Subject of the issue

I have ran both modes like in native x86_64 with gcc and with WAMR runtime.
In native with gcc its taking less execution like below.

admin1@admin1-VivoBook-ASUSLaptop-X515EA-P1511CEA:~/sysbench_main$ sysbench mutex --threads=60 --time=3 run
sysbench 1.0.20 (using system LuaJIT 2.1.0-beta3)

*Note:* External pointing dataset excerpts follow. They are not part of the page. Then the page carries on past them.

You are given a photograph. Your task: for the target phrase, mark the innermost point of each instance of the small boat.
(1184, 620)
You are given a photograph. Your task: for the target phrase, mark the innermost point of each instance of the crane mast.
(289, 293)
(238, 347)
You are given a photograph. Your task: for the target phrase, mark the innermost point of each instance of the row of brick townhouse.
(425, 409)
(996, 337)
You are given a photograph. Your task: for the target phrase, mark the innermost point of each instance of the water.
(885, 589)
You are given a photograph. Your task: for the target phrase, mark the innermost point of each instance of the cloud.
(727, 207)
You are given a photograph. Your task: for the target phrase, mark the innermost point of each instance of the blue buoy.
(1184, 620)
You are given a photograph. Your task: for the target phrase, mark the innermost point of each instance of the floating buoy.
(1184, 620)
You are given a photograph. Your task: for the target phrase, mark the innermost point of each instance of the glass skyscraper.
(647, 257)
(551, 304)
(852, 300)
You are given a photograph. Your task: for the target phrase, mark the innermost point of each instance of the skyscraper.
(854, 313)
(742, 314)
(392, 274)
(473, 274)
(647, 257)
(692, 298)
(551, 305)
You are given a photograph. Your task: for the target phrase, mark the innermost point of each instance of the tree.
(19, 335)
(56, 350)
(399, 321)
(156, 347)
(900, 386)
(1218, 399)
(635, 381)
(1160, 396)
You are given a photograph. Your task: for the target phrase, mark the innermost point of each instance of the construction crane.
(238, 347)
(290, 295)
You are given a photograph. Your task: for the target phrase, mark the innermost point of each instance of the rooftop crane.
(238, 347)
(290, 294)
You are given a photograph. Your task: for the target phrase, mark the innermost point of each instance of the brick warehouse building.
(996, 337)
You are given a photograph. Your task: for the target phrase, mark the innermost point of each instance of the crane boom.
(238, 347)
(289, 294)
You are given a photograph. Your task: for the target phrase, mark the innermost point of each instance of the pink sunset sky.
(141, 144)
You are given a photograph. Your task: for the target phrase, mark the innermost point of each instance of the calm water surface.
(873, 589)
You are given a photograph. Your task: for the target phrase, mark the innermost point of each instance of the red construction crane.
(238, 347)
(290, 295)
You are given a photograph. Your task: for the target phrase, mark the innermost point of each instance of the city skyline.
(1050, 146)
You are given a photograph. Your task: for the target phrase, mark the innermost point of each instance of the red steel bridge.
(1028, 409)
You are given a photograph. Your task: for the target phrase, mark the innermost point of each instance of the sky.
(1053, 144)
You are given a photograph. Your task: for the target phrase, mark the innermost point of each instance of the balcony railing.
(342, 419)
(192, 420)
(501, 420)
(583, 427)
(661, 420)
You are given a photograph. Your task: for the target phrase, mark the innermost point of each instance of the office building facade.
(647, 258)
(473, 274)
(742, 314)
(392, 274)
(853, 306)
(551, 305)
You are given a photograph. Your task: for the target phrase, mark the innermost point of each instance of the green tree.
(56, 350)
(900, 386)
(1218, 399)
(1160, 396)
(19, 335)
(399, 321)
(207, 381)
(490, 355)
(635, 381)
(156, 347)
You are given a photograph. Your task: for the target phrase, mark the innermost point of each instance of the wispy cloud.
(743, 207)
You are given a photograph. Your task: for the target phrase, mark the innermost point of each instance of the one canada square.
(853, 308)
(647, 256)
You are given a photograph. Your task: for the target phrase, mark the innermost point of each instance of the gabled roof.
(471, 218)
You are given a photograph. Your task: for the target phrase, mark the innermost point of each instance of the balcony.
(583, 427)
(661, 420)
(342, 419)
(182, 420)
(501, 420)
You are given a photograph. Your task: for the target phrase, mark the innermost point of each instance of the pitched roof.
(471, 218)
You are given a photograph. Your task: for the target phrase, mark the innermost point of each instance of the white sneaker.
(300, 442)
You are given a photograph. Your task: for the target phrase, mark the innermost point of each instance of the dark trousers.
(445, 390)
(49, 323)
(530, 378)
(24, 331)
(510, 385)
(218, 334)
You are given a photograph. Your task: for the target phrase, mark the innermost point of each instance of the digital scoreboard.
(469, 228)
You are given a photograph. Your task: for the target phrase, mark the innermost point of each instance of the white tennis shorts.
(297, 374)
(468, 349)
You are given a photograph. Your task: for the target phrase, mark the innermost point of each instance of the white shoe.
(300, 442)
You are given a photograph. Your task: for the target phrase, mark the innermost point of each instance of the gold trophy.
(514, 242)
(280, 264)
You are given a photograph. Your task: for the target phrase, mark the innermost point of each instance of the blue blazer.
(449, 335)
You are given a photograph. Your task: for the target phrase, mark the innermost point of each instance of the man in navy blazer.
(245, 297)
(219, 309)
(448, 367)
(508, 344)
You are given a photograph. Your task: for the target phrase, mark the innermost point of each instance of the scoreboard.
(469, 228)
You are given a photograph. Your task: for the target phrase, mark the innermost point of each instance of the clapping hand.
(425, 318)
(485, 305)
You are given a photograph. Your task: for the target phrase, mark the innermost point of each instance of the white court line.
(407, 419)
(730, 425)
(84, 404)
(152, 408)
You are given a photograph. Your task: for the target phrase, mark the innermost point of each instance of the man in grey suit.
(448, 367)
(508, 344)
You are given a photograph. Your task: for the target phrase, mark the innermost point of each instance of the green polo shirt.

Running the test with following options:
Number of threads: 60
Initializing random number generator from current time


Initializing worker threads...

Threads started!


General statistics:
    total time:                          2.4519s
    total number of events:              60

Latency (ms):
         min:                                 1426.15
         avg:                                 2212.66
         max:                                 2396.62
         95th percentile:                     2362.72
         sum:                               132759.66

Threads fairness:
    events (avg/stddev):           1.0000/0.00
    execution time (avg/stddev):   2.2127/0.13

when it comes to WAMR runtime its taking this much time like below

admin1@admin1-VivoBook-ASUSLaptop-X515EA-P1511CEA:~/sysbench_main$ /home/admin1/Documents/wasm-micro-runtime/product-mini/platforms/linux/build/iwasm --max-threads=64 src/sysbench mutex --threads=60 --time=3 run
Attempting to allocate 1064960 bytes of memory...
sysbench 1.1.0-2ca9e3f (using Lua Lua 5.3)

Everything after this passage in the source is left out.